A inquietação que se vê a um passo do irracionalismo, do temido relativismo, precisa encontrar saída em uma reformulação do sentido da unidade da razão.

Ao invés de colocar-se imediatamente a tarefa de restabelecer a unidade da racionalidade, a fim de salvar o sentido da existência da humanidade, Lebrun nota que a possibilidade da epistemologia, aberta por essa transformação histórica, envolve uma noção de razão que, em si mesma, é a impossibilidade daquele projeto unificador. Lebrun procura mostrar como a epistemologia não era possível, no século XVII: “[...] haverá ao menos um sentido da palavra ciência que impossibilitaria a epistemologia?” (LEBRUN, 2006, p. 130). Ao responder “sim”, Lebrun (2006, p. 130) sustenta que é possível, justamente, “[...] dar o exemplo da ciência tal como a concebiam os pensadores do século XVII.” Ele vê nas Regras de Descartes uma refutação da noção de especialista como aquele que pratica uma ciência. Porém, desde o divórcio entre ciência e metafísica, no final do século XVIII e início do século XIX, o lugar do especialista parece irrefutável. A racionalidade envolvida na produção singular de enunciados e regras, própria a uma ciência, é essencialmente diferente da racionalidade que faz de cada ciência particular um meio, um exemplo para o Método (LEBRUN, 2006, p. 131).

O que tem de fracasso na era das ciências positivas? Aos olhos de Husserl, essa positividade, desgarrada de toda metafísica, perde tudo o que há de subjetivo e, com isso, o sentido da história humana, o sentido da liberdade. “Meras ciências de fatos fazem meros homens de fato.” (HUSSERL, 2012, p. 3). Husserl entende que a fenomenologia pode salvar o homem da despreocupação científica com o sentido que unifica os homens em uma “humanidade” racional. Porém, no discurso científico moderno, a noção de verdade desloca-se de um critério ontológico a um critério lógico, situando a questão da verdade na dimensão semântica. Essa é a dimensão que comporta o olhar do epistemólogo. Olhar que é totalmente insuficiente, quando se pretende encontrar a perspectiva a partir da qual se poderia estender a compreensão do sentido à humanidade. Em Husserl, essa perspectiva não pode, certamente, depender da postulação da unidade da mathesis (ela se torna possível por outro movimento, designado pelo termo “redução fenomenológica”). A dissolução da mathesis é o ponto central para o qual convergem Labrun, Husserl e Foucault.

Foucault (1966) também expõe a “des-matematização” como sintoma da dispersão das ciências, deixando para trás o ideal de unidade da mathesis cartesiana:

Na época de Descartes ou de Leibniz, a transparência recíproca entre o saber e a filosofia era total, a ponto de a universalização do saber num pensamento filosófico não exigir um modo de reflexão específica. A partir de Kant, o problema é inteiramente diverso; o saber não pode mais desenvolver-se sobre o fundo unificado e unificador de uma máthêsis (FOUCAULT, 2002, p. 340-341).

 

A possibilidade de distinguir episteme clássica e episteme moderna deve-se, em Foucault, à dissolução do ideal de universalidade produzido pelo fato empírico da dispersão da Ciência em ciências positivas, incluídas aí, agora, as ciências do espírito. É o caso da psicologia, com sua frágil unidade de objeto. Foucault, entretanto, não faz uma valoração dessa ruptura epistêmica, ao contrário de Husserl e Lebrun.

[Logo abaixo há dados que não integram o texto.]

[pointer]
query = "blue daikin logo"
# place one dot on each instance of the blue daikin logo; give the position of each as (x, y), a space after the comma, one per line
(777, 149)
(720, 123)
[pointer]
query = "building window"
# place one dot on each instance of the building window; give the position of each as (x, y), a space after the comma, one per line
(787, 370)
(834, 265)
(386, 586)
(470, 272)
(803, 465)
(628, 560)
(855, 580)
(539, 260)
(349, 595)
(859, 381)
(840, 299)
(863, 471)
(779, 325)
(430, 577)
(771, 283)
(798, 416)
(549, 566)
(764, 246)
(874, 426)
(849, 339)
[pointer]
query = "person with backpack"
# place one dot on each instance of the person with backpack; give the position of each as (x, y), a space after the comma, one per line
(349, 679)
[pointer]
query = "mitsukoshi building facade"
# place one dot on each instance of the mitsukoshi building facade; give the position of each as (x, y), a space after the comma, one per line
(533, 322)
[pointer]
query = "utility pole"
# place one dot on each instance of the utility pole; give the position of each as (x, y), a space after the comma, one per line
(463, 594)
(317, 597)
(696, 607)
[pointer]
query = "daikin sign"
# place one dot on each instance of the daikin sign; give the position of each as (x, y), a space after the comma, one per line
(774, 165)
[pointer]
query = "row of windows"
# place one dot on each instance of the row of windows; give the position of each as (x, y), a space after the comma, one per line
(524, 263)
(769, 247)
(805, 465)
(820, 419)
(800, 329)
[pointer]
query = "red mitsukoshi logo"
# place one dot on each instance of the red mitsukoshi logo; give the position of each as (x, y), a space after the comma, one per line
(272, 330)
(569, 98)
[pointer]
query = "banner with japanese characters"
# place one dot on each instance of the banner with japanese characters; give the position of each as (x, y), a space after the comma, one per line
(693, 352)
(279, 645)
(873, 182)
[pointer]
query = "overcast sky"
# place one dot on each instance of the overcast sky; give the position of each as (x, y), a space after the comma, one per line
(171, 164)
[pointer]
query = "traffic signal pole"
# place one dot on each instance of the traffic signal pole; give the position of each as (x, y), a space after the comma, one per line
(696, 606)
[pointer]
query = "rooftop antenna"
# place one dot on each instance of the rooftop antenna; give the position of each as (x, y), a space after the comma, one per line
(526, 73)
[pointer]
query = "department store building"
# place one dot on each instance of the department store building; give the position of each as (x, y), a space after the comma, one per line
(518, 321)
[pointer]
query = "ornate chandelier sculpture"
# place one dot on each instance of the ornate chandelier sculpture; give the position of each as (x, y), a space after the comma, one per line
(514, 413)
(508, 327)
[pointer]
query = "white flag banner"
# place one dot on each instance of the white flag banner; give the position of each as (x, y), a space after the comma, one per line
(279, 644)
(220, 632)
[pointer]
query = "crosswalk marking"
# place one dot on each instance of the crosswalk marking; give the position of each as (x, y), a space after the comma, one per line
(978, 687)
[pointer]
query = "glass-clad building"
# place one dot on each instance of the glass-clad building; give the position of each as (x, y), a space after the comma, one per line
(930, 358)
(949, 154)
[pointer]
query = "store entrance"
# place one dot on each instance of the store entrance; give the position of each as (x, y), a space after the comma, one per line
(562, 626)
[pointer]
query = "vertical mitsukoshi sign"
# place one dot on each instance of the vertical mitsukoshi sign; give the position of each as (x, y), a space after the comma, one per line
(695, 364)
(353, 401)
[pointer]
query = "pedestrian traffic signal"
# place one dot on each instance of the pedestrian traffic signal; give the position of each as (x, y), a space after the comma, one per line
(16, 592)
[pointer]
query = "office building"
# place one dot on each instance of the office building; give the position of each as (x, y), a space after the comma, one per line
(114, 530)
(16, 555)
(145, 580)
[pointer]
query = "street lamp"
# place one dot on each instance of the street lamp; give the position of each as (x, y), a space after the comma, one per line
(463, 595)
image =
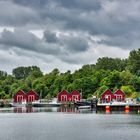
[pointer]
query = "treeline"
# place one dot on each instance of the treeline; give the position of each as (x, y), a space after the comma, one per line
(112, 73)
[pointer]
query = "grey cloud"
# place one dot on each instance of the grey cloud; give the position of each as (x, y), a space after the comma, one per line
(27, 41)
(75, 44)
(15, 15)
(50, 37)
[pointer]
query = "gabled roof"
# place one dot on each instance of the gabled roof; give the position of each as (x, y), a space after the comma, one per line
(75, 91)
(63, 92)
(118, 91)
(108, 90)
(32, 91)
(20, 91)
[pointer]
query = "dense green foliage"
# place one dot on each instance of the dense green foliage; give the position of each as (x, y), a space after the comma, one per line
(112, 73)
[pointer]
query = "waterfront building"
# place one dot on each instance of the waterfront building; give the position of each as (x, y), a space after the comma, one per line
(107, 96)
(32, 96)
(119, 95)
(65, 96)
(20, 96)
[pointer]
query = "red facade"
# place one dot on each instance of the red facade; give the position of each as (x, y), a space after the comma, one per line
(107, 96)
(20, 96)
(64, 96)
(75, 95)
(32, 96)
(119, 95)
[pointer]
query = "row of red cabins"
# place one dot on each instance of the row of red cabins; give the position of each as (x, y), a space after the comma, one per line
(32, 96)
(65, 96)
(108, 96)
(21, 96)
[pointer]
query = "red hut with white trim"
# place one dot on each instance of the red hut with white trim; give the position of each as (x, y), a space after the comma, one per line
(32, 96)
(63, 96)
(119, 95)
(107, 96)
(75, 95)
(20, 96)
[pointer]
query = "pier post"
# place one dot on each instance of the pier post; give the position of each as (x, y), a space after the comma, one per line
(127, 109)
(107, 109)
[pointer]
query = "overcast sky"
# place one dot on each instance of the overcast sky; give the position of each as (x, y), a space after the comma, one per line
(66, 34)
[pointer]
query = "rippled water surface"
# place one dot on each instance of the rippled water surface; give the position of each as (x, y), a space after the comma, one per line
(67, 124)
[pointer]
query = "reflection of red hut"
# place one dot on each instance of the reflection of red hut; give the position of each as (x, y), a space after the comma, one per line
(63, 96)
(75, 95)
(107, 96)
(32, 96)
(119, 95)
(20, 96)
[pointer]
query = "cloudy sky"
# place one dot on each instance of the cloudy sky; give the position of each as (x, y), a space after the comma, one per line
(66, 34)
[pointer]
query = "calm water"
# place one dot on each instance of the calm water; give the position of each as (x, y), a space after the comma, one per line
(67, 124)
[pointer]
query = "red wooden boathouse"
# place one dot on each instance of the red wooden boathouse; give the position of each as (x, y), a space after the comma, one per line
(65, 96)
(107, 96)
(20, 96)
(119, 95)
(75, 95)
(32, 96)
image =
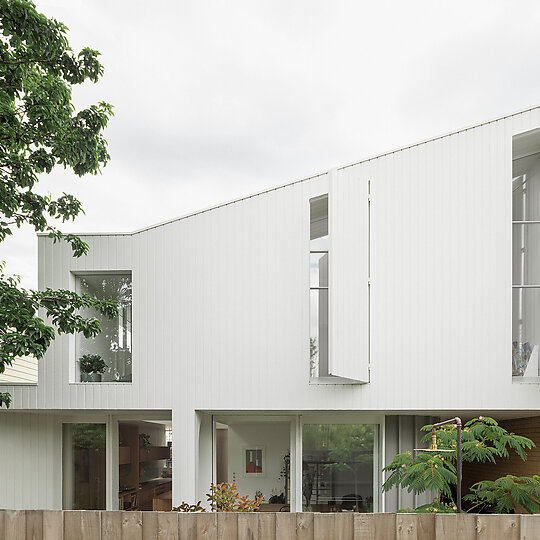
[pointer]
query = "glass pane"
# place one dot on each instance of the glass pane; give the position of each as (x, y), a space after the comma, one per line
(256, 456)
(113, 344)
(525, 328)
(337, 465)
(318, 270)
(84, 467)
(526, 254)
(526, 198)
(318, 217)
(318, 336)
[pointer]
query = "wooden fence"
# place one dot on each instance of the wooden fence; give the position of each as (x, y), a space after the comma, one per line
(97, 525)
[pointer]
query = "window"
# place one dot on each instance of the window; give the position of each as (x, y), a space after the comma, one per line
(526, 257)
(113, 344)
(318, 285)
(338, 467)
(84, 466)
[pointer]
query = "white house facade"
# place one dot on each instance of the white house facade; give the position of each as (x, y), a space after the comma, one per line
(258, 339)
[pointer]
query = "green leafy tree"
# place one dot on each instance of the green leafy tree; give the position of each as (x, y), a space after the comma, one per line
(40, 128)
(482, 440)
(507, 493)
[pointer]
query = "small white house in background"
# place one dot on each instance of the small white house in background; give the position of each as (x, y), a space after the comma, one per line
(264, 339)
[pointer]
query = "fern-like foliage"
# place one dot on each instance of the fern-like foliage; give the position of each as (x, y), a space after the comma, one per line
(507, 493)
(482, 439)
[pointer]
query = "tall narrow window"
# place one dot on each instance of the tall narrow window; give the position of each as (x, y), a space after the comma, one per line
(526, 266)
(318, 283)
(113, 343)
(84, 466)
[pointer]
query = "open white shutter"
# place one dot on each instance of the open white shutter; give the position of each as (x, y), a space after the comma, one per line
(348, 209)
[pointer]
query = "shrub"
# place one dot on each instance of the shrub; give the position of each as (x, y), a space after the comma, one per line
(224, 497)
(507, 493)
(92, 363)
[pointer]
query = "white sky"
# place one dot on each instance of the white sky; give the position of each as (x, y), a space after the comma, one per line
(216, 100)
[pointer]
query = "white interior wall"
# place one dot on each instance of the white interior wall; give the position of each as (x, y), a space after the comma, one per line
(531, 297)
(30, 461)
(275, 438)
(402, 434)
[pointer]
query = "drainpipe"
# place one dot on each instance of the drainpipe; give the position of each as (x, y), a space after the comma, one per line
(457, 422)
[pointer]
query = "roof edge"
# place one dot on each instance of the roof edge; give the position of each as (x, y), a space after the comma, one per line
(281, 186)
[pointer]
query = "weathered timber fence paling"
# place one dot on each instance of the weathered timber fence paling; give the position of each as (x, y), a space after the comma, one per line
(101, 525)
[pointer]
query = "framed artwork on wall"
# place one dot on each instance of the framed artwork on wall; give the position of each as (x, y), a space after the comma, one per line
(254, 461)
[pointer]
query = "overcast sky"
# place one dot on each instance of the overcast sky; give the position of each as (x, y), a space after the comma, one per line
(216, 100)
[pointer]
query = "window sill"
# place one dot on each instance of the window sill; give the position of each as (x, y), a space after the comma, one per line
(518, 379)
(8, 383)
(101, 383)
(337, 381)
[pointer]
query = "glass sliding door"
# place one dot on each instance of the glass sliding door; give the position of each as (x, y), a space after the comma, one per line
(84, 458)
(338, 467)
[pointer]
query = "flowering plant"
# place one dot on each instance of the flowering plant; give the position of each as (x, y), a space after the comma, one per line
(224, 497)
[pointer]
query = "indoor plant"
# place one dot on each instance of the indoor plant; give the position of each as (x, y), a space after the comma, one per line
(92, 366)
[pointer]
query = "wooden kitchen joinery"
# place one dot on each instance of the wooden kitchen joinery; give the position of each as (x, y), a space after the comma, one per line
(137, 491)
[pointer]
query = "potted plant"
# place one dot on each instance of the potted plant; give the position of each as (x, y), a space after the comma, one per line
(92, 366)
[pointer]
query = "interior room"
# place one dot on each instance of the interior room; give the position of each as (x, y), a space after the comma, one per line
(145, 465)
(338, 462)
(255, 454)
(526, 254)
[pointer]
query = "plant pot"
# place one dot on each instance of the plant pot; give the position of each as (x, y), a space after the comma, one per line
(90, 377)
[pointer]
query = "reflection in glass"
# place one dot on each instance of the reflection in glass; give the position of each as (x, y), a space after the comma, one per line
(337, 467)
(318, 283)
(113, 344)
(525, 329)
(84, 467)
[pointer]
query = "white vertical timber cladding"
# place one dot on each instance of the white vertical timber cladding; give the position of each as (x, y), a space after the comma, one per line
(348, 209)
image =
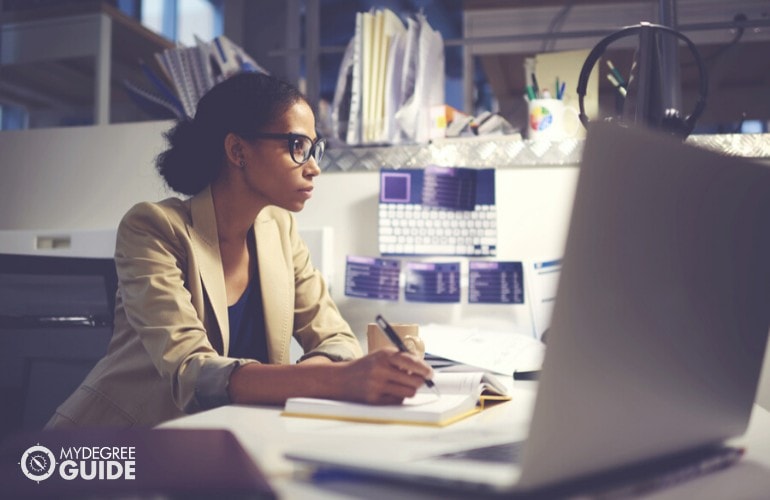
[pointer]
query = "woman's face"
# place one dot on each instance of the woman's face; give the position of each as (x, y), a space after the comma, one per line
(270, 172)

De todo modo, o fundamental, assegura Lebrun (2006, p. 135), é que agora a ciência, cada ciência, tem “[...] sua maneira própria de produzir enunciados ou regras que possibilitam sua edificação.” É essa produção “interna”, essa natureza “autóctone” das ciências modernas que Lebrun quer ressaltar, na contramão da perspectiva de Husserl – contramão quanto à valoração, não quanto à descrição da transformação histórica. Nenhum deles, incluindo Foucault, está disposto a recusar o Faktum das ciências positivas.

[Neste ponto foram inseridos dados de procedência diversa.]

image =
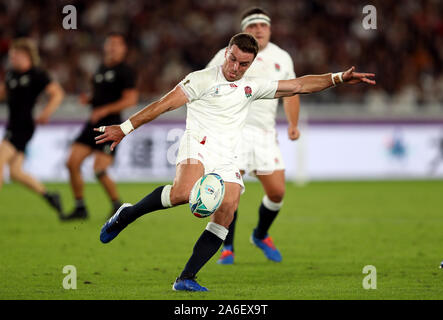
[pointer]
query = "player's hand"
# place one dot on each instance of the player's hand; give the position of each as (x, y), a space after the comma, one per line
(109, 133)
(293, 132)
(97, 114)
(83, 98)
(43, 118)
(352, 77)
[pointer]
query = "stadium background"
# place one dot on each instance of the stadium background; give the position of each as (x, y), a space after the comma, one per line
(396, 126)
(327, 231)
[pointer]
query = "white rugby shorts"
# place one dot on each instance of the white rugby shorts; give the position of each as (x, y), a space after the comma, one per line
(212, 153)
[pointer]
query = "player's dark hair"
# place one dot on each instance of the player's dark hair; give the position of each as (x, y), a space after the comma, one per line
(253, 10)
(117, 34)
(245, 42)
(29, 46)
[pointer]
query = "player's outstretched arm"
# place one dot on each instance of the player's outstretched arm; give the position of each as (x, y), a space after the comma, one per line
(55, 97)
(171, 101)
(2, 91)
(314, 83)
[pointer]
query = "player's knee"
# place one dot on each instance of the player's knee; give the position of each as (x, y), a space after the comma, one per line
(73, 165)
(15, 174)
(179, 195)
(100, 173)
(225, 214)
(277, 195)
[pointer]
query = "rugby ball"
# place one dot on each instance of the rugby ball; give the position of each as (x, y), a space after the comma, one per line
(206, 195)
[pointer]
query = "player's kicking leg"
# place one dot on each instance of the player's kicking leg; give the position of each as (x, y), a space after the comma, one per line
(187, 172)
(274, 187)
(227, 252)
(210, 240)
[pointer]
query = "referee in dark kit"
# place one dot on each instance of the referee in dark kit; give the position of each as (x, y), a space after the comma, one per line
(113, 90)
(24, 82)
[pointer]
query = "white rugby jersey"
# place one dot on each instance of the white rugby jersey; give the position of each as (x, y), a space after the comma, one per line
(273, 63)
(217, 107)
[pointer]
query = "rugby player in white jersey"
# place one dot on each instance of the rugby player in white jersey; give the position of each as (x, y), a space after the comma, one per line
(217, 101)
(259, 153)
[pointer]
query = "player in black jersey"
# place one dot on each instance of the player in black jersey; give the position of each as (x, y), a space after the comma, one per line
(23, 84)
(113, 90)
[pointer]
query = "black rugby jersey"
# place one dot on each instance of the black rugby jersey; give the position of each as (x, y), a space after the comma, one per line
(22, 89)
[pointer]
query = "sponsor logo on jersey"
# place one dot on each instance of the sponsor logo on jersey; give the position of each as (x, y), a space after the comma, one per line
(109, 75)
(209, 189)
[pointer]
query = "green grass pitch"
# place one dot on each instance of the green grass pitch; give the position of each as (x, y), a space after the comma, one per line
(327, 232)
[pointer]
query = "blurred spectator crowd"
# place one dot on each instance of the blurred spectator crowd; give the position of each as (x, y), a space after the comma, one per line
(169, 39)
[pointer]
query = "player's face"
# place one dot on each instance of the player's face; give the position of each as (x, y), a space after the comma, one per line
(236, 63)
(115, 48)
(261, 31)
(19, 59)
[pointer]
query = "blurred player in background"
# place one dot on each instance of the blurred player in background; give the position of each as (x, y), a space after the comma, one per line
(259, 153)
(113, 91)
(217, 100)
(23, 84)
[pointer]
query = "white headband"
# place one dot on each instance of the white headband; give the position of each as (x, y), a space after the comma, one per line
(255, 18)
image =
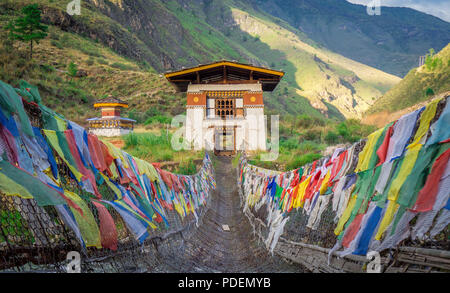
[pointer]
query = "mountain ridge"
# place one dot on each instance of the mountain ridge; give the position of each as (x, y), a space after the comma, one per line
(166, 35)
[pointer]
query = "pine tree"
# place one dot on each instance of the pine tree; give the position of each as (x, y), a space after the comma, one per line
(72, 70)
(29, 27)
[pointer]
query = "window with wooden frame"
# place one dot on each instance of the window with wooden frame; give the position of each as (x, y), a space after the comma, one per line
(225, 108)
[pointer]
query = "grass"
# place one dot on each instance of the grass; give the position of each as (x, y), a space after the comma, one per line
(413, 88)
(73, 97)
(304, 139)
(156, 147)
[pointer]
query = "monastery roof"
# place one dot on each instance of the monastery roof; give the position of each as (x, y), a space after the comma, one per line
(228, 72)
(110, 102)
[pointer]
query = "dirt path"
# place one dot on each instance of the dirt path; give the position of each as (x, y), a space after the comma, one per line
(211, 248)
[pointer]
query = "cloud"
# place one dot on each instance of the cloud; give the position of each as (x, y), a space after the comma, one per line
(438, 8)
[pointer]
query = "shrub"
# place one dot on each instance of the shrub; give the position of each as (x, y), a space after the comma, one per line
(56, 44)
(331, 137)
(122, 66)
(90, 61)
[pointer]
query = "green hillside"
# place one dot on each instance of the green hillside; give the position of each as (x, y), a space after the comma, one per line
(158, 36)
(392, 41)
(420, 85)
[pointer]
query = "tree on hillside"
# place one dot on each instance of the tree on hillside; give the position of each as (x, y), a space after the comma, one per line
(72, 70)
(432, 61)
(28, 28)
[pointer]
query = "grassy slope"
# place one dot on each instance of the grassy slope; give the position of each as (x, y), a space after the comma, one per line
(391, 42)
(320, 75)
(108, 74)
(412, 89)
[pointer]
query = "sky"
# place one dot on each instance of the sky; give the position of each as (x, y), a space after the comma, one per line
(439, 8)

A validade dos enunciados não se mede mais pelas coisas no mundo, ontologicamente, mas logicamente, pela forma como são construídos os enunciados de uma ciência, pela trama epistêmica de um discurso ou pela trama interdiscursiva (como nas ciências humanas, segundo Foucault). Nesse sentido, Lebrun ressalta a contingência das próprias ciências e, sobretudo, as “escolhas e decisões” que participam da produção de uma ciência, vista então como um “corpus de fórmulas”. Trata-se da passagem da verificação à produção de enunciados como procedimento científico. Lebrun traz como exemplo o livro La logique du vivant, de François Jacob, o qual se refere à biologia atual como ciência “[...] ‘que não mais procura a verdade’, mas ‘constrói a ciência’.” (LEBRUN, 2006, p. 140).[8]

É a transição do sentido da verdade da ontologia para a lógica (embora a pretensão de Husserl se apoie na ideia de que a verdade se define na relação da linguagem com o mundo, ou seja, em certa ontologia), ou a autonomização da lógica em relação a uma ontologia cognoscível, que permite o surgimento da epistemologia. Constitui precisamente aquela formalização que, para Husserl, levou a cientificidade a abandonar o sentido da história. É a dissolução da possibilidade desse sentido que Lebrun comemora, mais à vontade que Husserl, nessa episteme moderna – mais claramente moderno que o racionalismo husserliano gostaria de ser.

A questão de Husserl pode ser recolocada de diversos modos, todos sempre reeditando uma alternativa incômoda. Como exemplo, vale passar pela questão formulada por Giacoia (2014, p. 22):

Assimilar os processos naturais a artefatos fabricados, fazendo desaparecer o sentido tradicional de natureza – sempre definido como o ‘não fabricado’, como o que cresce por si mesmo (physis), diferentemente dos produtos do produzir humano (tecné) –, tendo inserido a conditio humana num campo de objetividade teórico e metodológico configurado pela moderna tecnociência, não implicaria torná-la disponível para a racionalidade instrumental, com a lógica de operacionalização de meios com vistas a fins, privando-a, portanto, de sua autocompreensão ética tradicional, ligada a valores universais humanistas como autonomia e dignidade?

 

O racionalismo de Husserl pode ser entendido como uma maneira moderna do humanismo, entre outras, no sentido de procurar recuperar para a condição humana um sentido ético final, em assimetria em relação à “natureza”. É exatamente essa assimetria (Grande Divisão) que Latour permite repensar, quando discute o sentido moderno que se estende à natureza, alcançando uma reconfiguração das relações práticas que a crítica foucaultiana ao humanismo deixa escapar, ao elidir o problema da natureza e o problema do humanismo. A elisão dos termos natureza e cultura, em Foucault – cuja arqueologia está no plano semântico da discursividade das ciências modernas – deixa frestas importantes, ao contrário talvez da simetria latouriana, a qual, de alguma forma, possibilita descrever naturezas-culturas em um devir de relações abertas, em um fluxo de redes.

 

1.2  SOMOS, FOMOS OU JAMAIS FOMOS MODERNOS?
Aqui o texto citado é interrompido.